Me vestí y subí. Ibamos serpenteando a lo largo de la senda acuática, esquivando hirvientes remolinos, pasando al lado de rocas escondidas que podrían perforar nuestra quilla como una flecha penetra en el cuerpo de un animal fugitivo. Los buques de vapor no se han hecho para bajar por rápidos. Las torturadas máquinas resoplaban y gemían como si en realidad el buque fuese un animal mortalmente herido que luchaba contra la muerte. Del río nos llegaba el ruido de agua que corría precipitadamente: anuncio de muerte en el pasado para tantos valientes hombres que navegaron el río. En otras épocas, antes de que se construyera la gran presa de Tres Marías, los arrecifes habían dado cuenta de muchos buques de vapor cuyos pilotos cometieron algún trágico error.

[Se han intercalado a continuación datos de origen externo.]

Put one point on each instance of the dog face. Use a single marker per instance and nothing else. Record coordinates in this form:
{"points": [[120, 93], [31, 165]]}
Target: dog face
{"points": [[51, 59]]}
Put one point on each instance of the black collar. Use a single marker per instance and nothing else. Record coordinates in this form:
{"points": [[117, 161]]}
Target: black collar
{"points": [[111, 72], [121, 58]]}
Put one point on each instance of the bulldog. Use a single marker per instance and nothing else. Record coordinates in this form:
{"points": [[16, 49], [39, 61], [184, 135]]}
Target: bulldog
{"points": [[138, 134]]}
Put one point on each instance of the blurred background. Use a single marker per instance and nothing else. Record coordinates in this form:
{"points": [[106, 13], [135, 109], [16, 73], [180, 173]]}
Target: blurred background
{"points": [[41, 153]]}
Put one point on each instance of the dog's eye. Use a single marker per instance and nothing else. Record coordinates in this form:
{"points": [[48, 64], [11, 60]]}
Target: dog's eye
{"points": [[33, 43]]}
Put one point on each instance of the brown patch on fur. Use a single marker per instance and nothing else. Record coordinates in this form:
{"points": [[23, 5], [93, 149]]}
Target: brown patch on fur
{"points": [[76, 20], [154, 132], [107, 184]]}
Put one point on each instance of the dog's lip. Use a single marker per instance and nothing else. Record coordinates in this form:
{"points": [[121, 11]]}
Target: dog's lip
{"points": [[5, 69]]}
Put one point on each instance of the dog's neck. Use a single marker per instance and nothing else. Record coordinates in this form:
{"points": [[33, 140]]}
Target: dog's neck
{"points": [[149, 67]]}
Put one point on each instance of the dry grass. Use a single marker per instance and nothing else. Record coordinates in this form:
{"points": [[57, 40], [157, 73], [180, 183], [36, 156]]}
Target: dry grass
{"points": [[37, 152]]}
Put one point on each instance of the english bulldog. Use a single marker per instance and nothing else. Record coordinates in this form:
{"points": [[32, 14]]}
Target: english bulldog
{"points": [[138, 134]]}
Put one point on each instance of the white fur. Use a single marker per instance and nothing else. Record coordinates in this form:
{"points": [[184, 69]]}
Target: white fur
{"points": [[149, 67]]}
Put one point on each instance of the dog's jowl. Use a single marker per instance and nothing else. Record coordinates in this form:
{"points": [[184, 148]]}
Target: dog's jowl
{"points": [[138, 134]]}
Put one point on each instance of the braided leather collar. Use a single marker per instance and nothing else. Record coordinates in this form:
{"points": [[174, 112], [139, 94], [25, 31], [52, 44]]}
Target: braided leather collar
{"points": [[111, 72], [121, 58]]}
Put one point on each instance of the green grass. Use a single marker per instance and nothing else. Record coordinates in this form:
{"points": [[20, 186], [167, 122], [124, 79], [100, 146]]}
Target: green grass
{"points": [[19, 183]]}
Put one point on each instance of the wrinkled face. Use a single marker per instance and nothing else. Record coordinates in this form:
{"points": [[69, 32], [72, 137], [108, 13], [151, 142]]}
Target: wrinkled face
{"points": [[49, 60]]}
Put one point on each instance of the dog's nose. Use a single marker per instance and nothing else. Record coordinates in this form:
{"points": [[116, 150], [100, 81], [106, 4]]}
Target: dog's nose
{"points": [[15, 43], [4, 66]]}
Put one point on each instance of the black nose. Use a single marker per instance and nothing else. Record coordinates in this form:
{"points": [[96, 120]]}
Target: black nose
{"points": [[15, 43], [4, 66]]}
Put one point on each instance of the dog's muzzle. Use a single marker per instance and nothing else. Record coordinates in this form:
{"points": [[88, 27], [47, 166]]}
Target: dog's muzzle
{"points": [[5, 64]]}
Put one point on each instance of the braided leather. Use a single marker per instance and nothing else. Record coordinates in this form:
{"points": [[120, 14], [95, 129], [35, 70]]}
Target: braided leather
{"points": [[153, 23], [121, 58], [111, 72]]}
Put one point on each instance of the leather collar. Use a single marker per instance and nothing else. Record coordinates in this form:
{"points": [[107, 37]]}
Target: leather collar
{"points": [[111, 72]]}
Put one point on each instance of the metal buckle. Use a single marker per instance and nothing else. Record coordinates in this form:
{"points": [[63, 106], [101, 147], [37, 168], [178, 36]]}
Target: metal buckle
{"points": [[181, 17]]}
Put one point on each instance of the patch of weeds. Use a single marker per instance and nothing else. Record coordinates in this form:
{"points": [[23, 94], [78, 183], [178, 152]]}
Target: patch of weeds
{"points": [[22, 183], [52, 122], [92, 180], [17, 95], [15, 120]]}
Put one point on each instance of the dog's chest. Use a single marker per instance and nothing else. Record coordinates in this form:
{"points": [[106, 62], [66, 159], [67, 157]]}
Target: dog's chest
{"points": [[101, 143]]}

Súbitamente cesaron los resoplidos de las máquinas y las campanas de señales. Las turbulentas aguas se aquietaron. Habíamos salvado los rápidos. Empezaron a aparecer casas y fábricas, una torre de radio y una catedral: los primeros signos de vida moderna que veíamos después de muchos días. Eran parte de las ciudades gemelas de Juazeiro y Petrolina. El barco no podía seguir más lejos, pues más adelante había otros rápidos y cataratas, una presa para una gran central hidroeléctrica y el río continuaba hasta el mar.
La sirena del buque lanzó un largo silbido. Pronto empezamos a acercarnos para atracar. Un marinero saltó a la orilla con un cable. Amarramos. Subí al puente de mando, donde estaba Cirilo al lado del timón. Dio orden de parar las máquinas. Los pasajeros y tripulantes comenzaron a desembarcar. Cirilo, volviéndose a mí con una sonrisa, me dijo : "Por esta vez nos hemos salvado de sembrar papas".